Broke & Hungry's debut CD will be Back to Bentonia, a solo effort by singer-guitarist Jimmy "Duck" Holmes, who performs in the style made famous by Skip James and Jack Owens. Digitally recorded at Holmes' own juke joint ("a cement-block shotgun shack," says Konkel) and at a studio in nearby Clarksdale, the record faithfully captures an idiosyncratic-yet-accomplished performer breathing continued life into a style that's been around for the better part of a century. With at least one more release set for 2006, and three projected for 2007, the label will sell its wares over the Internet and through select independent retailers in the U.S.A. and Europe.
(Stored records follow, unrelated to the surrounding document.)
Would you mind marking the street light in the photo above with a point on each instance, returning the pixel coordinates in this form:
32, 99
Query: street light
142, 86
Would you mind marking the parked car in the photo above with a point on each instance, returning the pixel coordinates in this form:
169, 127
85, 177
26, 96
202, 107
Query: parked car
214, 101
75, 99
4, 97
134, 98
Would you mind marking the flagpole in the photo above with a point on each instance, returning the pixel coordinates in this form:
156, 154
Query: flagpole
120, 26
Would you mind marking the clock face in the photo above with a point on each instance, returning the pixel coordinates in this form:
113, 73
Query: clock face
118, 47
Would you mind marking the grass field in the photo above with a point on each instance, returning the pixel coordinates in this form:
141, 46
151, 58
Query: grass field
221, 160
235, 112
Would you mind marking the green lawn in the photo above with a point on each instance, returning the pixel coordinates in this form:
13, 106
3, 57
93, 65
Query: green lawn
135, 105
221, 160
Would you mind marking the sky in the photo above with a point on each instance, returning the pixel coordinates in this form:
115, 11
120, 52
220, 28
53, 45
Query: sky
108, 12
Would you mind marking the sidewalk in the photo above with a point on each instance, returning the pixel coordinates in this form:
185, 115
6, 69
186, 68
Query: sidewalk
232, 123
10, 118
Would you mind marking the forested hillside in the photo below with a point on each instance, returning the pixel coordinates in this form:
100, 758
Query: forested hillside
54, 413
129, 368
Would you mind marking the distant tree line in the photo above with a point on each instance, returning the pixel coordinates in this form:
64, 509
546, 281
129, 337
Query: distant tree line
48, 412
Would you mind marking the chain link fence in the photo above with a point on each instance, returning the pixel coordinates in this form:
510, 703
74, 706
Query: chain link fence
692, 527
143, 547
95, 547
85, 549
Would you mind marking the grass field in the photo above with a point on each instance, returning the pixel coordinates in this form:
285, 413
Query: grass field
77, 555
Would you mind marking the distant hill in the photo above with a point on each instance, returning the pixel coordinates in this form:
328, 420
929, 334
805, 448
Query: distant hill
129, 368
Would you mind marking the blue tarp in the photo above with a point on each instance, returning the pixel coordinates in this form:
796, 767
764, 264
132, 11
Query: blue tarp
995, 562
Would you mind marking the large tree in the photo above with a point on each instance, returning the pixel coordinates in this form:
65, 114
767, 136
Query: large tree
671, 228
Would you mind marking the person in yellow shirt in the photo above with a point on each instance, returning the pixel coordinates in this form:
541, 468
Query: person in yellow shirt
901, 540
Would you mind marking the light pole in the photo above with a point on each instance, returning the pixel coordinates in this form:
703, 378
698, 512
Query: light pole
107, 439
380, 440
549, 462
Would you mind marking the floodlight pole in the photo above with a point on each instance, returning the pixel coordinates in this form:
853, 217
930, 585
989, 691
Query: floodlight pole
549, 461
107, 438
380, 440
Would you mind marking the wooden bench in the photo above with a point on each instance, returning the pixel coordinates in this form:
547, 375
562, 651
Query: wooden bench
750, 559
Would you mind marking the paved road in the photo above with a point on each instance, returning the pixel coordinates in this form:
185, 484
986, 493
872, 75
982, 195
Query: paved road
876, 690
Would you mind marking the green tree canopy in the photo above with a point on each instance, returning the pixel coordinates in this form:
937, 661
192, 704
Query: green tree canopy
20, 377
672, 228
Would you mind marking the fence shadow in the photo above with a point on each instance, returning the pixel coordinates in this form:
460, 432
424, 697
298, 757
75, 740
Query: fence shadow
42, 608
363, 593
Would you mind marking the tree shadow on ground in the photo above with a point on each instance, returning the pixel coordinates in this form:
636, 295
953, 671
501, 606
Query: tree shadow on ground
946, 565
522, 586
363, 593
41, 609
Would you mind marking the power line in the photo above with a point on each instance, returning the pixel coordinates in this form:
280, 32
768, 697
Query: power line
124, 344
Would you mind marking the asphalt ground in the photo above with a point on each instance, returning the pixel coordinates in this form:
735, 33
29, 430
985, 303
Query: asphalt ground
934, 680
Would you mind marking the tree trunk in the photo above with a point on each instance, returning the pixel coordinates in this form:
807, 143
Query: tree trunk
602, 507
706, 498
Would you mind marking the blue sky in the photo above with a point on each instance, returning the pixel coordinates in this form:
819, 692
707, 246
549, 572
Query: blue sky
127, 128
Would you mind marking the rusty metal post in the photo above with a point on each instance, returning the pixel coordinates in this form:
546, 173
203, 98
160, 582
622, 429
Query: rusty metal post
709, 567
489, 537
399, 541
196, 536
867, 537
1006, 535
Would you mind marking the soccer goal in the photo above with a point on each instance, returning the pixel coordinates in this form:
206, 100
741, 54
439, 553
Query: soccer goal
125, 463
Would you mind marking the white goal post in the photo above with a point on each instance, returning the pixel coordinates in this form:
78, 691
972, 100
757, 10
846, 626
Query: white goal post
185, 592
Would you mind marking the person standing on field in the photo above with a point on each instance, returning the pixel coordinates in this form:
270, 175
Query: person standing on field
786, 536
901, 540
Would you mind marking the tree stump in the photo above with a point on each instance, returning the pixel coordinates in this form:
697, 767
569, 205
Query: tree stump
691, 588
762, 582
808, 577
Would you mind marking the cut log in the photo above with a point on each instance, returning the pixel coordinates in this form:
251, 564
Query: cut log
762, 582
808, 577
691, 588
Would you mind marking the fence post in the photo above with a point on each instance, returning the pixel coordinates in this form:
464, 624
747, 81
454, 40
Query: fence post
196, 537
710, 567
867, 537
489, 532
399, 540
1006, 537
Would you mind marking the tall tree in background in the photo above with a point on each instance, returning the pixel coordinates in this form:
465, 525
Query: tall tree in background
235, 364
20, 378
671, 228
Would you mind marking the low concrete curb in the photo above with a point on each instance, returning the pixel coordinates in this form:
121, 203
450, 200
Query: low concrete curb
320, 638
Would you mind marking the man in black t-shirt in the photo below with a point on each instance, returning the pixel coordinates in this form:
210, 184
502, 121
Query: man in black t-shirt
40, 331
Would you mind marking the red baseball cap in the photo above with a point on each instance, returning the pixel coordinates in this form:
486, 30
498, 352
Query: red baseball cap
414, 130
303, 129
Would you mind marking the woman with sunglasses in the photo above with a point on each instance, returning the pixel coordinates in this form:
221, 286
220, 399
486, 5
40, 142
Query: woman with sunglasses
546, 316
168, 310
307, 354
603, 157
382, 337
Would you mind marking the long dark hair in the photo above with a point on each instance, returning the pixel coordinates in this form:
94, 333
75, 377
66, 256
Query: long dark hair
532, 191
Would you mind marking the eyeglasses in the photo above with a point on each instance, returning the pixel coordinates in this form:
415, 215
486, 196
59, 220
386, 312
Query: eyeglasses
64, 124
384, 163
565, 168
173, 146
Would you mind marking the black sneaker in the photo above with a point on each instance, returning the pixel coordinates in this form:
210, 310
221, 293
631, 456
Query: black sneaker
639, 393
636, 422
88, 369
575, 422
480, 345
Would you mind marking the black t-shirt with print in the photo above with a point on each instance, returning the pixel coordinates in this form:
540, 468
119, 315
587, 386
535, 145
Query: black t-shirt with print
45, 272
"I want to help create an environment where these guys can find some success, make a name for themselves, and hopefully, we can experience some of that success together," Konkel says. "More than anything, as someone who's been a rabid music fan for many years but has very little musical ability himself it's a way to feel like I'm part of the process."
Visit Broke & Hungry Records' Web site at www.brokeandhungryrecords.com
Dean C. Minderman
Yo! RFT Raps
You know the St. Charles County-based production team Basement Beats from their work with Nelly and his St. Lunatics; their fingerprints are on everything from Country Grammar to "Shake Ya Tailfeather." What you might not know is that Jay-E left the group last February. (For more on Jay-E, read "The St. Lunatics Fringe" in the March 19, 2003, issue of the RFT.) With City Spud behind bars, that leaves only Koko and Wally among the group's founding members.
"[Jay-E] felt like his career should have been further than it was," reports Wally (real name: Waiel Yaghnam). "He wanted to keep [Basement Beats] a beat-making company, but we wanted to get behind artists, and brand it through those artists." (Jay-E could not be reached for comment.)
Their debut talent is 23-year-old rapper Gena, the man responsible for "Dope Boy Fresh" a song featuring Chingy and Kyjaun that's earning spins on The Beat (100.3 FM) and Hot 104.1 FM.